We are talking fractions of a millimeter here, but it makes a difference. When I sold computers at retail, we would set up computers side by side, with the cheapest model in the line on the left and the most expensive model on the right. We paired the cheapest model with the cheapest monitor, which inevitably had a .39mm dot pitch. The middle machine had a monitor with a .28mm dot pitch. Even when running at the same resolution, the monitor with the lower dot pitch had a clearer display with less pronounced scan lines.

The low price of the machine on the left got shoppers attention. But unless someone was on a really tight budget, they wanted One of the machines in the middle. It was noticeably nicer, without seeming overly extravagant.

The dot pitch controversy

LCD monitors took the focus away from dot pitch. LCD panels have a native resolution, and if you display anything other than the native resolution, they scale it. So the focus shifted away from dot pitch to simply resolution. You bought the panel that displayed a resolution you wanted at the size you wanted, and that was it.

And that has led to the perception that LCDs have pixels but CRTs do not. That isn’t the case. It’s just that LCDs and CRTs scale differently, and CRTs scale lower resolutions more smoothly than LCDs do.

Think of it this way. When an LCD is displaying at its native resolution, the picture quality is a 9 or 10 out of 10. When it is displaying something other than its native resolution, the quality is probably a six or seven out of 10. It looks unnatural. The CRT display is going to be an eight out of 10, but it’s 8 out of 10 regardless of the resolution. The CRT is more consistent, although the LCD is better when it’s at the top of its game.

What is a good dot pitch on a computer monitor?

The gold standard for dot pitch was .28mm. Some premium tubes could exceed that slightly, but generally speaking, .28mm gave a clear display at SVGA resolutions. .39mm was fine for VGA and lower resolutions. And when it came to pre-VGA standards like CGA, .42 or .43mm was fine.

So generally speaking, lower was better, and .28mm was what everyone looked for. But prior to SVGA, it was relative. You could get a .31mm dot pitch CGA monitor but it was overkill. I thought it looked better, but was it worth paying a 25% premium? Most people didn’t think so.

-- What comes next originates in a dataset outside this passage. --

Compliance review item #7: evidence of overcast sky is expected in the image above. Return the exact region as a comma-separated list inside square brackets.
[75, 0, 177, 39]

Inconsistent dot pitch on pre-VGA monitors

Companies didn’t necessarily advertise dot pitch on monitors before VGA became commonplace. This can make it difficult to track down dot pitch specifications for earlier monitor types. Frequently, you don’t find it anywhere in the user manual, you have to find a service manual. And then, the information you find is inconsistent. Take the IBM 5153 monitor, for example. Sometimes you read that it had a 0.42 mm dot pitch. Sometimes you hear it had as low as a .31 mm dot pitch. Who is correct?

It depends on whether you are measuring on the diagonal or if you are measuring horizontally. VGA monitors measured diagonally, and it made sense to do so, because the pixels were square. But CGA and EGA did not have square pixels. They were rectangular. So if you measured horizontally, you got one number. If you measured diagonally, you got a different number.

Generally speaking, 0.64 or .52 mm dot pitch was adequate for the kinds of resolutions that 8-bit computers produced. They worked well for 320×200 bitmap displays. That’s why a Commodore 1702 has such a ridiculously high dot pitch and yet got away with it. And .64mm was fine even for PCjr/Tandy games that ran at 320×200, and even for MCGA games. But to display clear 80 column text and 640×200 graphics, you really needed .42 or .43 mm dot pitch.

The early VGA standards with 640×480 graphics needed .39 mm. But there were budget VGA displays that used inadequate picture tubes, sometimes even .52 mm. It produced a display, the display just looked fuzzy.

Eventually the industry stabilized and fuzzy low budget monitors disappeared. If you priced them low enough the market might forgive you, but some retro enthusiasts believe delivering fuzzy monitors with inadequate tubes at too high of a price contributed to the downfall of Tandy computers.